Oh look, yet another Starship clone has popped up in China

Every other week, it seems, a new Chinese launch company pops up with a rocket design and a plan to reach orbit within a few years. For a long time, the majority of these companies revealed designs that looked a lot like SpaceX’s Falcon 9 rocket.

The first of these copy cats, the medium-lift Zhuque-3 rocket built by LandSpace, launched earlier this month. Its primary mission was nominal, but the Zhuque-3 rocket failed its landing attempt, which is understandable for a first flight. Doubtless there will be more Chinese Falcon 9-like rockets making their debut in the near future.

However, over the last year, there has been a distinct change in announcements from China when it comes to new launch technology. Just as SpaceX is seeking to transition from its workhorse Falcon 9 rocket—which has now been flying for a decade and a half—to the fully reusable Starship design, so too are Chinese companies modifying their visions.

Everyone wants a Starship these days

The trend began with the Chinese government.

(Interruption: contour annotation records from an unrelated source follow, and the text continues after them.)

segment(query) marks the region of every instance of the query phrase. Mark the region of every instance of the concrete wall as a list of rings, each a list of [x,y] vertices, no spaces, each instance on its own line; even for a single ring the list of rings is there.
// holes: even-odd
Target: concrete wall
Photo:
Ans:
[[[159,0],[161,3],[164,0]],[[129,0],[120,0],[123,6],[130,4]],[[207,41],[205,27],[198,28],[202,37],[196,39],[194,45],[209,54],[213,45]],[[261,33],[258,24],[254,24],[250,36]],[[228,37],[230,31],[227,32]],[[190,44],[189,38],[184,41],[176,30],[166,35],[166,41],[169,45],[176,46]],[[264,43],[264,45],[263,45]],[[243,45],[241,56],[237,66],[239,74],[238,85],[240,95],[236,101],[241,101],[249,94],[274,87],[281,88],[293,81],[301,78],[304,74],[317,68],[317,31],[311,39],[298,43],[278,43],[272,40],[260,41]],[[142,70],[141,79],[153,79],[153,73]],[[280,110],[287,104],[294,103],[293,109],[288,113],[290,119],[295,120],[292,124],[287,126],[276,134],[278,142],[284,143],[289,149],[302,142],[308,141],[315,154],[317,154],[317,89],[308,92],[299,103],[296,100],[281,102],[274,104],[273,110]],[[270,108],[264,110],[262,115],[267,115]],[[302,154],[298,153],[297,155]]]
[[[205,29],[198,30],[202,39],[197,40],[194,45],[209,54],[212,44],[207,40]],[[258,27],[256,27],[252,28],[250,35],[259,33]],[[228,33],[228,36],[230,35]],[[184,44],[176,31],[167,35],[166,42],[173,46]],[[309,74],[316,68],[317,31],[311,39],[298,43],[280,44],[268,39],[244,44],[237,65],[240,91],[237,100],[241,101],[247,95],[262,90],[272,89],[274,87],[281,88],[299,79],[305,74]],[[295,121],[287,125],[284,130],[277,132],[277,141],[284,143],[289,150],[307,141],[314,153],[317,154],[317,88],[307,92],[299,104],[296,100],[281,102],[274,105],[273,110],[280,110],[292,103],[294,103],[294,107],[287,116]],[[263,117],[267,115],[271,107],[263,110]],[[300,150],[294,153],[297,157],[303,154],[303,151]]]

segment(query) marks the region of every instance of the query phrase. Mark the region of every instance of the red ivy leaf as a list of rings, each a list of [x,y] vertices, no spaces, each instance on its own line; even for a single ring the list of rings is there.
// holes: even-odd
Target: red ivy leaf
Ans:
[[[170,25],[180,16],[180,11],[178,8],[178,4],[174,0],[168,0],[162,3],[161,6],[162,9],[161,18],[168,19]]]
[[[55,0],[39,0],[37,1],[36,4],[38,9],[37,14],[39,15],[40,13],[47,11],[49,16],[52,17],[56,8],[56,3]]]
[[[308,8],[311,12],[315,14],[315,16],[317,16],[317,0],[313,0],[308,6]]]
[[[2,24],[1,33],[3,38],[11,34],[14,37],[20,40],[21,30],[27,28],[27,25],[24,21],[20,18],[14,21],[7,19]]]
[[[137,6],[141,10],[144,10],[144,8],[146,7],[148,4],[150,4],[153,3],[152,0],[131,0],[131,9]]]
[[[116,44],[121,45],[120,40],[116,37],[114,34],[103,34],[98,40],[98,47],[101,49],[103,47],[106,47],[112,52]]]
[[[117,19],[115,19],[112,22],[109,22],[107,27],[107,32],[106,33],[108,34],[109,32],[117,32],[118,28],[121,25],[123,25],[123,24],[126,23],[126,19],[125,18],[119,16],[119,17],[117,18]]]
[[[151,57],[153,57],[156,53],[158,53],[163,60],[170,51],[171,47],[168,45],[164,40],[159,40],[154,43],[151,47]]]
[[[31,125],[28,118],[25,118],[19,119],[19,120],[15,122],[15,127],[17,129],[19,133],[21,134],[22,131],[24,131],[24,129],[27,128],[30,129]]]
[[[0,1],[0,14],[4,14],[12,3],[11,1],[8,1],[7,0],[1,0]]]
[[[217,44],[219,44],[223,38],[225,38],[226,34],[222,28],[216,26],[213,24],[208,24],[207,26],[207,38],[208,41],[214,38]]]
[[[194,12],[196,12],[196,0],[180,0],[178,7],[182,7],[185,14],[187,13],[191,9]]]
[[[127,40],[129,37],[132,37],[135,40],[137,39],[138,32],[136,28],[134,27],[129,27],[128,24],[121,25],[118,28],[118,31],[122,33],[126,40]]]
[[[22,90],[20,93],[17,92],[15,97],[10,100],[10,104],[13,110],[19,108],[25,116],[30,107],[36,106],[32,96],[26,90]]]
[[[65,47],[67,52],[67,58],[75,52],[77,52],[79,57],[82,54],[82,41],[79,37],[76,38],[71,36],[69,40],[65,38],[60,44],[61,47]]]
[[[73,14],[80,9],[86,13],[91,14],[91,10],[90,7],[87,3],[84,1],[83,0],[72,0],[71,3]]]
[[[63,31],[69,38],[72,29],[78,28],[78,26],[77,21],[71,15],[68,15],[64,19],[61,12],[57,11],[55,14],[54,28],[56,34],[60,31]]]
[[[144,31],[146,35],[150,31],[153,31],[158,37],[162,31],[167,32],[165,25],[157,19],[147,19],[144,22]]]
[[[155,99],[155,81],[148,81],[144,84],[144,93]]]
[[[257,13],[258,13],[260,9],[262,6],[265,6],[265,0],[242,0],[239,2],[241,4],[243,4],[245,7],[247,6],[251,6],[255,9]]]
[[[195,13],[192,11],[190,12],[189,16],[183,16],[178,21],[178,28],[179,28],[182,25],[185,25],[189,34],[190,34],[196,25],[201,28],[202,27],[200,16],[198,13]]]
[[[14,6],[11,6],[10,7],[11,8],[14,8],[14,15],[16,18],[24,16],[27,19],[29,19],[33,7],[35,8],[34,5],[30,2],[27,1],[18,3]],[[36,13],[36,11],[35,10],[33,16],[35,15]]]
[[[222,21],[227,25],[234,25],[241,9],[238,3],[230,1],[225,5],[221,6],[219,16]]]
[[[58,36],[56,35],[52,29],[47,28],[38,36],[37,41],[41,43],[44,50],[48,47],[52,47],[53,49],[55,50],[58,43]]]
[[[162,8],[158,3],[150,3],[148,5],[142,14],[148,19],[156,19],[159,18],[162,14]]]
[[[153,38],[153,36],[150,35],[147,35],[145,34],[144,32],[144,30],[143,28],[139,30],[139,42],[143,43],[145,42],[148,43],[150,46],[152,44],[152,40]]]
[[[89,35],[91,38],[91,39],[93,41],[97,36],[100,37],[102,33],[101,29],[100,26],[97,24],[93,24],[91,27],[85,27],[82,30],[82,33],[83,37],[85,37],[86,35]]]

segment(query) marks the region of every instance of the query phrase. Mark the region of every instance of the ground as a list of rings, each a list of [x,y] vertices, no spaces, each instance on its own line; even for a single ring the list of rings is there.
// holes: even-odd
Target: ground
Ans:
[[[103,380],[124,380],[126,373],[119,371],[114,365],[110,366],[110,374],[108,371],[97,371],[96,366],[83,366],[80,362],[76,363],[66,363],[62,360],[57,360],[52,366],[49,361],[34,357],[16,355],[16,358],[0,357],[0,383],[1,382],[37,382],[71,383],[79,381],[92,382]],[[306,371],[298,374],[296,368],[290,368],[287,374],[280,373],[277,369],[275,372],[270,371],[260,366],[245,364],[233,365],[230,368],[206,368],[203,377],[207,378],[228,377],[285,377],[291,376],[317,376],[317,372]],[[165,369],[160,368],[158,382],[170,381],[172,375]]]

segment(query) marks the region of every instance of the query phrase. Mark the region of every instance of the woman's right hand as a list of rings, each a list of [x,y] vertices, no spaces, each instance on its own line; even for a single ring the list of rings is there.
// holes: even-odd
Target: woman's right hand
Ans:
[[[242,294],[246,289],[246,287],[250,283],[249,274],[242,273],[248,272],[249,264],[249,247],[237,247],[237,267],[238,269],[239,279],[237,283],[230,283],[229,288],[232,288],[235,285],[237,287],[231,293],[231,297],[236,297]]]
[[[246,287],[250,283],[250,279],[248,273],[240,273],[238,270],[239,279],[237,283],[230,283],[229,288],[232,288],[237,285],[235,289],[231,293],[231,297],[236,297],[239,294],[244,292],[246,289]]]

In November 2024 the government announced a significant shift in the design of its super-heavy lift rocket, the Long March 9. Instead of the previous design, a fully expendable rocket with three stages and solid rocket boosters strapped to the sides, the country’s state-owned rocket maker revealed a vehicle that mimicked SpaceX’s fully reusable Starship.

Around the same time, a Chinese launch firm named Cosmoleap announced plans to develop a fully reusable “Leap” rocket within the next few years. An animated video that accompanied the funding announcement indicated that the company seeks to emulate the tower catch-with-chopsticks methodology that SpaceX has successfully employed.

But wait, there’s more. In June a company called Astronstone said it too was developing a stainless steel, methane-fueled rocket that would also use a chopstick-style system for first stage recovery. Astronstone didn’t even pretend to not copy SpaceX, saying it was “fully aligning its technical approach with Elon Musk’s SpaceX.”